Solution and Film Self-Assembly Behavior of a Block Copolymer Composed of a Poly(ionic Liquid) and a Stimuli-Responsive Weak Polyelectrolyte

Abstract

Cu(0)-mediated atom transfer radical polymerization was used to synthesize a poly(ionic liquid), poly[4-vinylbenzyl-3-butylimidazolium bis(trifluoromethylsulfonyl)imide] (PVBBImTf₂N), a stimuli-responsive polyelectrolyte, poly[2-(dimethylamino)ethyl methacrylate] (PDMAEMA), and a novel block copolymer formed from these two polymers. The synthesis of the block copolymer, poly[2-(dimethylamino) ethyl methacrylate]-block-[poly(4-vinylbenzyl-3-butylimidazolium bis(trifluoromethylsulfonyl)imide] (PDMAEMA-b-PVBBImTf₂N), was examined to evaluate the control of "livingness" polymerization, as indicated by molecular weight, characterizations of degree of polymerization, and ¹HNMR spectroscopy. 2D DOSY NMR measurements revealed the successful formation of block copolymer and the connection between the two polymer blocks.
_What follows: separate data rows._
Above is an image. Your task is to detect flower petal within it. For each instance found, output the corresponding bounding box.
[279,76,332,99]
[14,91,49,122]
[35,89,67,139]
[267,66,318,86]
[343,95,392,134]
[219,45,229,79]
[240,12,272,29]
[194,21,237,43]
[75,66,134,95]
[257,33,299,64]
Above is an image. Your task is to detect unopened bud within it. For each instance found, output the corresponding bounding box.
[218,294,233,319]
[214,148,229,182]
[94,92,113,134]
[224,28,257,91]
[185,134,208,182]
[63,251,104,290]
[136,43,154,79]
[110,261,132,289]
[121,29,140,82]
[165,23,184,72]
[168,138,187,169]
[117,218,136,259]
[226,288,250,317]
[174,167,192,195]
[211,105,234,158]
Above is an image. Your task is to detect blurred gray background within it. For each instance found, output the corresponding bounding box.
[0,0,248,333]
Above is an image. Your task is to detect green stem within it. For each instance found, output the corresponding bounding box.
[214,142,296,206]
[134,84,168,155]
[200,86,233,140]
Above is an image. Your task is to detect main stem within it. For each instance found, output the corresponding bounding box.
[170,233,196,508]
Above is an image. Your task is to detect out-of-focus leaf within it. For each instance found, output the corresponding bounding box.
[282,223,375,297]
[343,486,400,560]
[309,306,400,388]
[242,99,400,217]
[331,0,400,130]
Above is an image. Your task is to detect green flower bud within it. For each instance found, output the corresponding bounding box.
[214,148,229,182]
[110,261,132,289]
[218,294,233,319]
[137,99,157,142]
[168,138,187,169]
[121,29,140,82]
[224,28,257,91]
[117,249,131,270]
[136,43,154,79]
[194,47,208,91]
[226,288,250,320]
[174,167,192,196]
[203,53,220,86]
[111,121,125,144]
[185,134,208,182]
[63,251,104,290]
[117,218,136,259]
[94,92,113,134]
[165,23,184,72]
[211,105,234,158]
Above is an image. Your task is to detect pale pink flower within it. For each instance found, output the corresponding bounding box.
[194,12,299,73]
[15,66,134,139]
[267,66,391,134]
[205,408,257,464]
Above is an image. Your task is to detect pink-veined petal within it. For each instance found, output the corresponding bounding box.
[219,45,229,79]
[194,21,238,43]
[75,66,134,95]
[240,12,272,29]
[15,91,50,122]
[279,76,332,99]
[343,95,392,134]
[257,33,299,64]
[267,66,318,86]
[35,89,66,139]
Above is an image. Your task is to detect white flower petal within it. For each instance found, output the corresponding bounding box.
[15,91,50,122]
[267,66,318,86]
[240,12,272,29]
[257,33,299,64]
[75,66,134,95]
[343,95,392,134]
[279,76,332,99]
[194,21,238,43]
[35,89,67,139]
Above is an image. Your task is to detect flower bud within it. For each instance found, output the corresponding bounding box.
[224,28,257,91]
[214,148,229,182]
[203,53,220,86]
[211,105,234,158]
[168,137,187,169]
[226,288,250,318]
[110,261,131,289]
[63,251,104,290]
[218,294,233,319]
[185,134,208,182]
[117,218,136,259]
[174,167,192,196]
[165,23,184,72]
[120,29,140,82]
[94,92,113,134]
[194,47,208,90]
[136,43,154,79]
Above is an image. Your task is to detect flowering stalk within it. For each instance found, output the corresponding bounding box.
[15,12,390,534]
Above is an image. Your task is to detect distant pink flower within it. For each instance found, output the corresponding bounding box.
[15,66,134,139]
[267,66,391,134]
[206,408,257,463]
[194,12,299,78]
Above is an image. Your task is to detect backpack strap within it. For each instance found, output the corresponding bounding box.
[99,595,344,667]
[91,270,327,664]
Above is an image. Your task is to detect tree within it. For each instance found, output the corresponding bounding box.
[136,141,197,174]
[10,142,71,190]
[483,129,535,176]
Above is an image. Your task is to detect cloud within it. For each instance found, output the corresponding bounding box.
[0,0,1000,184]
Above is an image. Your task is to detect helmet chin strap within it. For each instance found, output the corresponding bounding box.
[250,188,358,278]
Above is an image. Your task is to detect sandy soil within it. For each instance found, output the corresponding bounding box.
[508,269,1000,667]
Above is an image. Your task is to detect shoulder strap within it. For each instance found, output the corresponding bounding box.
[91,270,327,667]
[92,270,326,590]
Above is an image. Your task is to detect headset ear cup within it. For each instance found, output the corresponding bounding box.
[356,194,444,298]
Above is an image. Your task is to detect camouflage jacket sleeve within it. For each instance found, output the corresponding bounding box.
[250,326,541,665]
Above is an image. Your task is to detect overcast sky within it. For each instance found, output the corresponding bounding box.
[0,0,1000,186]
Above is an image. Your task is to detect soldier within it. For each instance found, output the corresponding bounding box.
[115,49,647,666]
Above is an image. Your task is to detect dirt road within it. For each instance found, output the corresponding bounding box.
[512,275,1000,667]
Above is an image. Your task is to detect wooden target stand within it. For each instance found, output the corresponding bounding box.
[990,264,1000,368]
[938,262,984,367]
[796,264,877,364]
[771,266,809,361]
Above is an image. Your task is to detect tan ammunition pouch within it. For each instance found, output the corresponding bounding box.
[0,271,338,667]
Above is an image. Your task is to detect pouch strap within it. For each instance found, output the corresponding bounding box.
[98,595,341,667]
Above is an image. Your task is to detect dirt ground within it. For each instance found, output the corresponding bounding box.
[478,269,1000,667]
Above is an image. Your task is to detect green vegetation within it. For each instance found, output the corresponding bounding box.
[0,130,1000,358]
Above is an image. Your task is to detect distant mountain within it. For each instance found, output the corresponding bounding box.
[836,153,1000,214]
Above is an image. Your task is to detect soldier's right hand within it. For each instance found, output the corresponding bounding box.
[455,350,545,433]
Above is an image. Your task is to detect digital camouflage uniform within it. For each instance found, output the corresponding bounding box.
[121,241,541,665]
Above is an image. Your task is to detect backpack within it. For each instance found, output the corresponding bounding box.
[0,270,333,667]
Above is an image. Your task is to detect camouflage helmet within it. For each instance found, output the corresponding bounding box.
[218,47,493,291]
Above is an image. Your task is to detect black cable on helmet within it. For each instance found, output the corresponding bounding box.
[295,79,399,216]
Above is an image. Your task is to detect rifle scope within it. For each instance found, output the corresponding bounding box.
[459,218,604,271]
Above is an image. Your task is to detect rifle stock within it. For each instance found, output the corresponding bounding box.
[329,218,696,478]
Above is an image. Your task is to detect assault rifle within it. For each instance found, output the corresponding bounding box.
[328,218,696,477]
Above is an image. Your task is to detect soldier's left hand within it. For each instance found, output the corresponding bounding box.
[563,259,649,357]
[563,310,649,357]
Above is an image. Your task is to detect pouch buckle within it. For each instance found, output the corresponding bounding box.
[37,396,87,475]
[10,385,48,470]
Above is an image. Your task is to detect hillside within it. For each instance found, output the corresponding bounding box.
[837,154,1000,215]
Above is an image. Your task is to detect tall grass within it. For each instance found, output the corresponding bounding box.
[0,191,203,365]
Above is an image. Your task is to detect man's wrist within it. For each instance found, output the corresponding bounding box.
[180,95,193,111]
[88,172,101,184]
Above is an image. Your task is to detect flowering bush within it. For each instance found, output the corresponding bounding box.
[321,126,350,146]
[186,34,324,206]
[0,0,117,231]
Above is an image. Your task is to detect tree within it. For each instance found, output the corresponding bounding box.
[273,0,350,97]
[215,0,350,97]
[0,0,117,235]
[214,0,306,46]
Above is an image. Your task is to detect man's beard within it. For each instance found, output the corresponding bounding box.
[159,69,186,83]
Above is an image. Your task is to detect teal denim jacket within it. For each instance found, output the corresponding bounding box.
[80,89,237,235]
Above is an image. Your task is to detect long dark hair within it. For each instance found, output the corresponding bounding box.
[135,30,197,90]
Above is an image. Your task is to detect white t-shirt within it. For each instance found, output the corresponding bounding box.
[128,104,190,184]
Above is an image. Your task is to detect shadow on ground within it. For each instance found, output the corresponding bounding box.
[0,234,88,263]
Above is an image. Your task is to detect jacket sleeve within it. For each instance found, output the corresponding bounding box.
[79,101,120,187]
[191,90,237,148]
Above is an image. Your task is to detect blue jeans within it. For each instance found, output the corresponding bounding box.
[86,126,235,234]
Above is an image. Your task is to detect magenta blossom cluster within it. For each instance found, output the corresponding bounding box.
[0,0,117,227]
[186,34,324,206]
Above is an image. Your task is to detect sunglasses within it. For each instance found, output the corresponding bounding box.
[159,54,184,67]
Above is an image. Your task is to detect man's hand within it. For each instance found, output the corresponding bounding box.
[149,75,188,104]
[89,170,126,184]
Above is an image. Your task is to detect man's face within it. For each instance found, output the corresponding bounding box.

PDMAEMA-b-PVBBImTf₂N was further characterized for supramolecular interactions in both the bulk and solution states through FTIR and ¹H NMR spectroscopies. While the block copolymer demonstrated similar intermolecular behavior to the PIL homopolymer in the bulk state as indicated by FTIR, hydrogen bonding and counterion interactions in solution were observed in polar organic solvent through ¹H NMR measurements. The DLS characterization revealed that the PDMAEMA-b-PVBBImTf₂N block copolymer forms a network-like aggregated structure due to a combination of hydrogen bonding between the PDMAEMA and PIL group and electrostatic repulsive interactions between PIL blocks. This structure was found to collapse upon the addition of KNO₃ while still maintaining hydrogen bonding interactions. AFM-IR analysis demonstrated varied morphologies, with spherical PDMAEMA in PVBBImTf₂N matrix morphology exhibited in the region approaching the film center. AFM-IR further revealed signals from silica nano-contaminates, which selectively interacted with the PDMAEMA spheres, demonstrating the potential for the PDMAEMA-b-PVBBImTf₂N PIL block copolymer in polymer-inorganic nanoparticle composite applications.